Search code examples
hadoophdfscloudera

HDFS Configured Capacity higher than disk capacity


I have an 11-node cluster with Cloudera Express 5.11 on Centos. Originally it was made of 7 nodes only; 4 more nodes have been added at a later time. Disk capacity is the same in every node: 5.4 TB.

The problem I'm having is that the hdfs dfsadmin -report command is showing wrong values of disk usage, especially for the Configured Capacity. The values I have are 6.34 TB in the first 7 nodes and 21.39 TB in the last 4 ones.

For example, in one node I have the following report:

Decommission Status : Normal
Configured Capacity: 23515321991168 (21.39 TB)
DFS Used: 4362808995840 (3.97 TB)
Non DFS Used: 14117607018496 (12.84 TB)
DFS Remaining: 3838187159552 (3.49 TB)
DFS Used%: 18.55%
DFS Remaining%: 16.32%
Configured Cache Capacity: 2465202176 (2.30 GB)
Cache Used: 0 (0 B)
Cache Remaining: 2465202176 (2.30 GB)
Cache Used%: 0.00%
Cache Remaining%: 100.00%

Running the df command on the dfs.data.dir folders showed me that the DFS Used value (not the percentage) is correct, but the others are way off. I have read that HDFS may show values there are not up-to-date, but I've been seeing the same values for some days, even after rebooting all services and all machines.

What bugs me the most is that:

  1. The Configured Capacity is way higher than the true capacity (how could it infer 21 TB when I have only 5 TB?)
  2. I have two different values for the two sets of nodes, respectively

What could be the causes for these values? And is there a way to fix them?

PS: the reason I'm asking this is that, with the wrong values, HDFS underestimates the DFS Used% and thus fails to rebalance files in the nodes.
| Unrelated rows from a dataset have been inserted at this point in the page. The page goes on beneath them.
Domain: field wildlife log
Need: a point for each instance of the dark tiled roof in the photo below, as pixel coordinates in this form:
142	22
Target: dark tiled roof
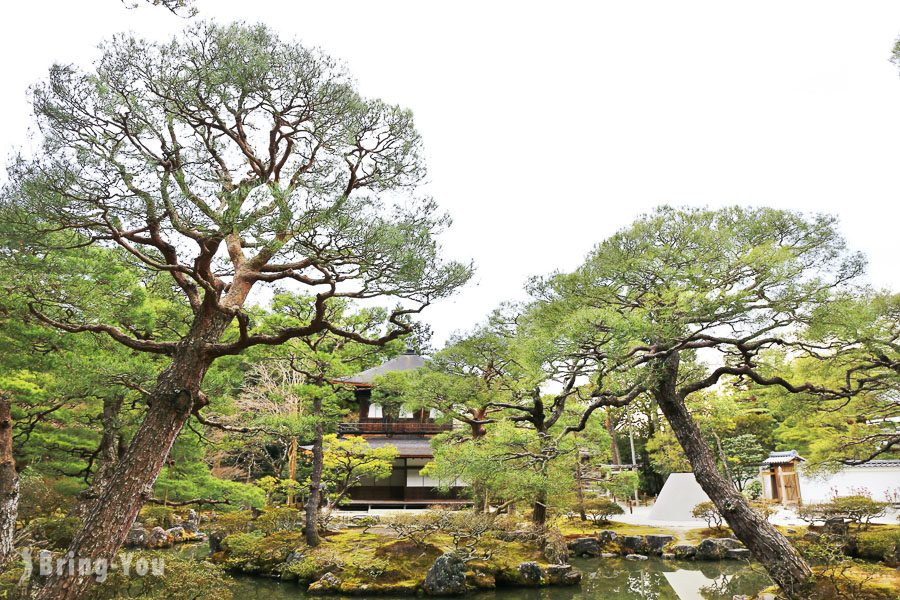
781	458
879	463
404	362
407	447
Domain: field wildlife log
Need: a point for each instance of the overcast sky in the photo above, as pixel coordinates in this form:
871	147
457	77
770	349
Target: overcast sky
550	125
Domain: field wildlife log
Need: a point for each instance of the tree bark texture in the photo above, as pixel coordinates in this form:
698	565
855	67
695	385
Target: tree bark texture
171	401
781	560
110	450
311	527
9	481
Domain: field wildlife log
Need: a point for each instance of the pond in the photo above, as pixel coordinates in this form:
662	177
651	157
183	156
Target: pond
604	579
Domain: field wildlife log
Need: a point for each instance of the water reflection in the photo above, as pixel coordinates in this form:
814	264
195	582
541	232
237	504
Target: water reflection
604	579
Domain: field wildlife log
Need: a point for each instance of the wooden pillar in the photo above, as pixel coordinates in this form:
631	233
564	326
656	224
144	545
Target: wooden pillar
780	478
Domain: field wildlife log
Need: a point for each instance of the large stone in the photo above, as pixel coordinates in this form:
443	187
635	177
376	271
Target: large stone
192	522
326	585
607	536
715	548
836	526
530	573
684	551
137	537
633	544
740	554
563	575
176	533
447	576
585	547
215	541
656	543
158	538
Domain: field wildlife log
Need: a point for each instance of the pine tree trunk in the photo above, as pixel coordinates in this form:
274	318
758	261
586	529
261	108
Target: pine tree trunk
776	554
169	407
292	469
9	481
311	528
579	489
539	509
109	452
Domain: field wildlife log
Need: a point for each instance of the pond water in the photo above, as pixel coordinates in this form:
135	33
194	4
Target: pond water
604	579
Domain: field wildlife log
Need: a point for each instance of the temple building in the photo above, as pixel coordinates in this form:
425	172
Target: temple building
409	431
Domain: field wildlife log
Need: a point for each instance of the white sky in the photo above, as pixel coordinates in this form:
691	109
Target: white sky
550	125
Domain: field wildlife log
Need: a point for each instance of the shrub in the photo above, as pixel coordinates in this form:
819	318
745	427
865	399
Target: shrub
57	533
416	528
158	516
38	497
182	579
880	544
753	490
859	509
234	522
762	507
601	509
279	519
709	513
242	544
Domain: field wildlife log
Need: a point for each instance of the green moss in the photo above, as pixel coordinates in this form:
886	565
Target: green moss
879	543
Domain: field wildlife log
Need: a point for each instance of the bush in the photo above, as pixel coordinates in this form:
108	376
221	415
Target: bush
234	522
157	516
182	579
57	533
709	513
753	490
859	509
879	544
279	519
601	509
38	497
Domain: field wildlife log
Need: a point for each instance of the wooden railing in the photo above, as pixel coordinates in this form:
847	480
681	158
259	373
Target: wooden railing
392	427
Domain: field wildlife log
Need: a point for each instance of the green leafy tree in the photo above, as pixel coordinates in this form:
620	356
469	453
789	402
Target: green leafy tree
349	460
225	160
734	283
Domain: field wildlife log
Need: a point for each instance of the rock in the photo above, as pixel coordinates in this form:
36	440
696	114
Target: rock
607	536
481	580
137	537
327	584
633	544
684	551
447	576
656	543
530	573
176	533
215	541
158	538
192	523
715	548
585	547
836	526
563	575
740	554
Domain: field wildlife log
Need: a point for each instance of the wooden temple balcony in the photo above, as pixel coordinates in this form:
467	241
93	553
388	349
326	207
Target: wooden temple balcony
392	427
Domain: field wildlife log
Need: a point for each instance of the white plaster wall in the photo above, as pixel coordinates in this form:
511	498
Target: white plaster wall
882	483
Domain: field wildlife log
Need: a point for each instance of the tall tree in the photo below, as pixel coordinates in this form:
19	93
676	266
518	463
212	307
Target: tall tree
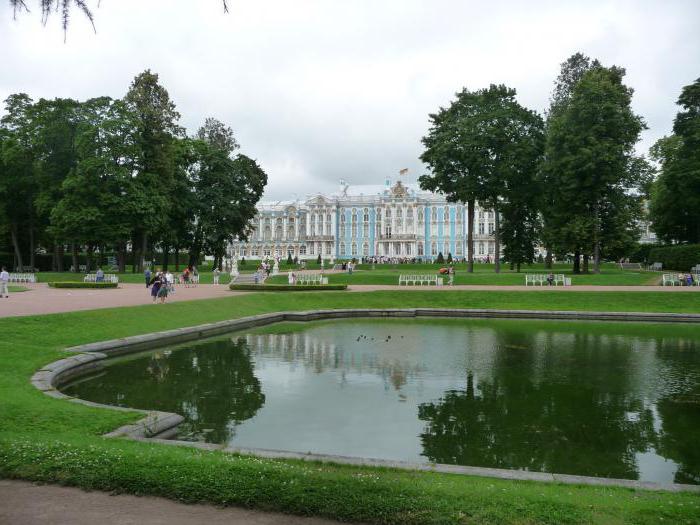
156	123
17	174
484	145
590	158
675	196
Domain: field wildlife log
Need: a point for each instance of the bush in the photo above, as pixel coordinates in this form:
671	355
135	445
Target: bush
77	284
680	257
287	287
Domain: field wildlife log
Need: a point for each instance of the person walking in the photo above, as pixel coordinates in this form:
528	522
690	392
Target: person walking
4	283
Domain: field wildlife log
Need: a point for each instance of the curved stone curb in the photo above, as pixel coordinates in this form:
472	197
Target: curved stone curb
157	426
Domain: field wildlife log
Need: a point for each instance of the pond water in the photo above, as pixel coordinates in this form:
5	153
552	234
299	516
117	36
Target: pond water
596	399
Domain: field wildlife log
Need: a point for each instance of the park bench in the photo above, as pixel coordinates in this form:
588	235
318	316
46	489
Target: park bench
311	279
22	278
630	266
109	278
541	279
670	279
420	280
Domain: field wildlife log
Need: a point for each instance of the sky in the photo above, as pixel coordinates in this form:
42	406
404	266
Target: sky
319	91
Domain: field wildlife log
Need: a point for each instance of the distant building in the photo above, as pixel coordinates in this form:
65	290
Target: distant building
394	220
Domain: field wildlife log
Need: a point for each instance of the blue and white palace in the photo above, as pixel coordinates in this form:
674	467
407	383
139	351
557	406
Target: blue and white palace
394	221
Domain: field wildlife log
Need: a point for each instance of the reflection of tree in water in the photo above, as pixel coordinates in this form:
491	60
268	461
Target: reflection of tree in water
321	355
680	411
212	385
560	422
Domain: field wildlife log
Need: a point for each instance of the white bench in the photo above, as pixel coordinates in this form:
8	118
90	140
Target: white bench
22	278
109	278
670	279
541	279
311	279
420	280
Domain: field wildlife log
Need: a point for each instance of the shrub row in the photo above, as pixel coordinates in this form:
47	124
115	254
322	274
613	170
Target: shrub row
77	284
681	257
287	287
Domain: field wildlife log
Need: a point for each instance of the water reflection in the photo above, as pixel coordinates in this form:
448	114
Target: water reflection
582	398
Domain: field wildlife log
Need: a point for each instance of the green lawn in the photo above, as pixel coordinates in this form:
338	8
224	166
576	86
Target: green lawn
49	440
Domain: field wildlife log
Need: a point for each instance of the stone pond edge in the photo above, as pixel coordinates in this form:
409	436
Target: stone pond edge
156	426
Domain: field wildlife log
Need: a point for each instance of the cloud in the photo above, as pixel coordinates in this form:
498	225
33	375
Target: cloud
317	91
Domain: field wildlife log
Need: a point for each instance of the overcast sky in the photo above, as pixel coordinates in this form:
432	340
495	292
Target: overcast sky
319	91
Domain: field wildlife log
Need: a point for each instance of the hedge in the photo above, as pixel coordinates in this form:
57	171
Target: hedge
287	287
77	284
681	257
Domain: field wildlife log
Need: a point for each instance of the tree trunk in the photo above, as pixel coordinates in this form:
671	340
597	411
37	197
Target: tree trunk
15	245
74	253
31	244
596	239
144	248
470	236
121	258
496	240
61	252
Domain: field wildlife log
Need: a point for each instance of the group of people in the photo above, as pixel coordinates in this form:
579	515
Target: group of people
162	283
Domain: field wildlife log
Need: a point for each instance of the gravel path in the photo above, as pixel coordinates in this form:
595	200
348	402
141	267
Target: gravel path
41	299
28	504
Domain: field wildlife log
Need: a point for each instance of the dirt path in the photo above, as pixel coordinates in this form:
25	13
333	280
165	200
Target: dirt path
28	504
41	299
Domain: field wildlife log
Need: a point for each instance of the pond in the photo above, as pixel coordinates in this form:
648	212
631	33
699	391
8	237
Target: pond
617	400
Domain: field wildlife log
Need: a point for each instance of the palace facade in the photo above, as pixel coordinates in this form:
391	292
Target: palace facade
394	220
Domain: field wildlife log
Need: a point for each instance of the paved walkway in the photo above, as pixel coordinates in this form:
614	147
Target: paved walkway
523	288
41	299
28	504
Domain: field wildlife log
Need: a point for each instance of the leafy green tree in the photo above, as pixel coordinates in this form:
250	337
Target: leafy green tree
675	196
156	123
590	162
18	174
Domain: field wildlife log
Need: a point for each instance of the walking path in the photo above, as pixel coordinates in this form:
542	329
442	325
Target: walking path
28	504
40	299
523	288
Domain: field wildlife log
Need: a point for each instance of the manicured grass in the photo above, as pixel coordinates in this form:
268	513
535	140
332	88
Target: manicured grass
51	440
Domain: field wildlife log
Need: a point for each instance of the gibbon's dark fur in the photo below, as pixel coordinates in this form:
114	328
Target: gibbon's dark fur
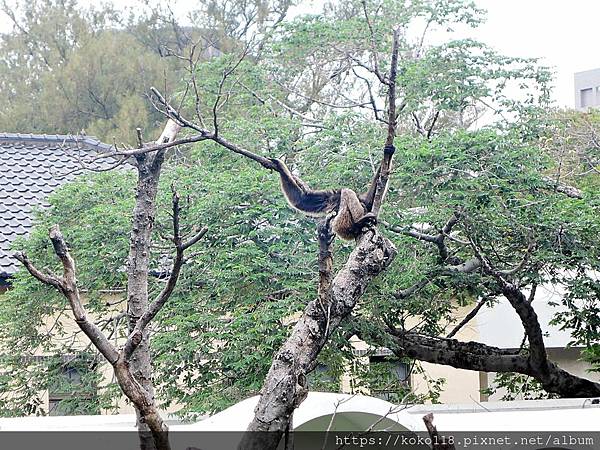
353	211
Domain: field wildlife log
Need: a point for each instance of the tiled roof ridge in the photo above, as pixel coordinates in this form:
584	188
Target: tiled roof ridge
90	141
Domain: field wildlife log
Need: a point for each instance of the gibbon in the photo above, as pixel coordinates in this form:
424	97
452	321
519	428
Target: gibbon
353	211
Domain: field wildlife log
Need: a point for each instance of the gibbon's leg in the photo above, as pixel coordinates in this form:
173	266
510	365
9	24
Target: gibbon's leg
350	217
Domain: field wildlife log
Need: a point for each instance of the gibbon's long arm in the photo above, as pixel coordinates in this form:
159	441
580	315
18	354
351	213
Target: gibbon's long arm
301	197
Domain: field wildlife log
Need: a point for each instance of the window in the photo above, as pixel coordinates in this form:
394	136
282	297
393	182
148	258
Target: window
587	97
390	378
321	379
71	387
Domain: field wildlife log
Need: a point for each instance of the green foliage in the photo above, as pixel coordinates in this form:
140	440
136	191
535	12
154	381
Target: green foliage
515	386
256	268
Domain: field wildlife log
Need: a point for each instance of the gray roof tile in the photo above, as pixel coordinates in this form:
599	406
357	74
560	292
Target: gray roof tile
32	167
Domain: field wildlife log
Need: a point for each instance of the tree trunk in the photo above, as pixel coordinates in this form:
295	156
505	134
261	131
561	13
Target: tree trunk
144	212
286	386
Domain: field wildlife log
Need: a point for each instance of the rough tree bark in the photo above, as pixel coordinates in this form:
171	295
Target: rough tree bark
149	167
484	358
131	364
285	386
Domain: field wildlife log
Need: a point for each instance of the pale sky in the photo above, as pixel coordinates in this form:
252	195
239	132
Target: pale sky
564	33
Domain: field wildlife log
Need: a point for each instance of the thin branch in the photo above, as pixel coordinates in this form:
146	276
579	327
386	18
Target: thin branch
67	285
135	337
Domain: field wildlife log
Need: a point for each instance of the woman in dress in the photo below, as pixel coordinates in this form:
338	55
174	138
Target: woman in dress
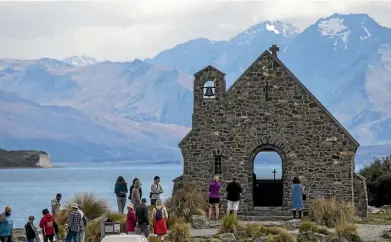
130	220
214	197
159	218
297	197
136	198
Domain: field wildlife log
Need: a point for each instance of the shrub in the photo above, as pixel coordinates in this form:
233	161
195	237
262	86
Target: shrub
348	231
378	180
187	201
330	212
180	232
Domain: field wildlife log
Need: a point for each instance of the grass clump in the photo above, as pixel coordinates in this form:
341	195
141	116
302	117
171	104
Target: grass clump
180	232
348	232
330	212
Indeed, the node for which I posted the valued has:

  • DFS Used: ~4 TB (correct)
  • DFS Used%: ~19% (wrong)

Every other node has:

  • DFS Used: ~2 TB (correct)
  • DFS Used%: ranging from 11% to 28% (wrong)

This makes it so that the DFS Used% of the incriminated node is under the average, thus the balancer of HDFS infers that the node should not be rebalanced.

PS2: one thing I have noticed is that the first set of nodes has Centos 6.9, while the second one has Centos 6.8. Could this contribute somehow to the problem?


Solution

  • Update

    After a year and a half, I found the actual source of the problem.

    The reason is that I have several directories listed in the dfs.datanode.data.dir parameter of HDFS. Apparently, HDFS estimates the Configured capacity by summing up the capacity of every directory. The problem is: if two directories are in the same partition, the size of that partition will be considered twice! Weirdly enough, I haven't found any mention of this in the documentation.

    This was giving me problems because in the first group of machines had 4 HDFS directories assigned to 3 partitions of ~1.8T each (thus only one of them was considered twice), while the second group had 4 HDFS directories assigned to 1 partition of ~5.4TB (which was thus multiplied by 4!).

    Ultimately, the problem is the results of a heterogeneous partition configuration of the machines + some low-level detail of HDFS not properly documented.

    I ended up creating two sets of HDFS directory configurations in Cloudera: one for the first group of machines (with 3 directories, one per partition) and one for the second group (with one directory in the only partition). Be careful with this operation as data rebalancing involved.

    Original answer

    What could be the causes for these values?

    After some research, it seems that this issue happened when the cluster was updated with new resources (i.e., new disks or new nodes), as HDFS updated the Configured Capacity of the involved Datanodes with the total capacity of all the involved Datanodes (i.e., when we upgraded the disk of the first 7 nodes, each node's capacity became the total capacity of the cluster; when we added 4 more nodes, the capacity of each new node became the total capacity of the new nodes). Could this be due to the Cloudera Manager? Possibly (that's my guess), but I don't have proof.

    And is there a way to fix them?

    I've read Hadoop's Java code to understand where the value of nodes' Configured Capacity is taken from, and it appears that it comes from the Namenode's namespace image (which is a binary file and, AFAIK, it is not editable).

    What I ended up doing is decommissioning the unbalanced node (which triggered the replication of its block on the remaining nodes), deleting HDFS data on such node, recommissioning it and rebalancing the data. It is not the solution I was looking for, but at least it got my data correctly rebalanced.